下らない。ああ、下らない。罪のない子どもが虐待され、殺されてしまう世の中。永遠の愛を神の前で誓った人間が、1年後あっさりと浮気する世の中。
本当に下らない。反吐が出そうだ。
向かいから歩いてくるカップルの女のほうが、彼氏に向かって「私なんかどうでもいいんでしょ!? だから最近あんまり連絡くれないんでしょ!?」と喚き散らしている。
おいテメー彼氏この野郎。「このメンヘラ糞うぜえ、ヒスってんじゃねえよ」みてえなツラしてんな殺すぞ。自分が惚れてる女なんだろ? こまめに連絡ぐらいしろや当然だろ。
確かに俺も、初めて付き合った女……名前何だったかな。まあいいや。元カノAに「最近冷たいよね」とか言われて「うっざ死ねや」って思ったことあるけど。でもその女は別に惚れてたから付き合っていたわけじゃねえしな……。
「死にたい死にたい死にたい……」
今日何度目かの「死にたい」を口にして何気なく前方に視線を向けると、停まっていたバスから女がひとり降りてくるのが見えた。

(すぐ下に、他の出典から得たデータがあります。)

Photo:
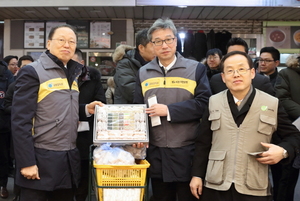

女は普通よりも時間をかけて、ゆっくりとバスを降りてきている。足を怪我でもしてるのだろうか。
「きゃっ!」
バスから降りた直後に女が転んだ。あーあー、荷物が辺りに散らばっちまった。
女は焦り、散らばった荷物をかき集め……ようとしているが、その動きももっさりと遅く、ふうふう息を乱して、カバンから飛び出た財布やポーチをしまうことさえひと苦労、と言った様子だった。
生きるのに苦労してそうだなと思いながら、その女を横を通り過ぎ……ふと、自分の足元にスマホが落ちていることに気付いた。
俺のではないので、誰のものかは考えるまでもなく分かった。
無言で女に差し出すと、女は荷物を拾おうと地面に向けていた顔をやっと上げた。
「あ、ありがとうございます……」
どくん。
心臓の音が、やたら大きく聞こえた気がした。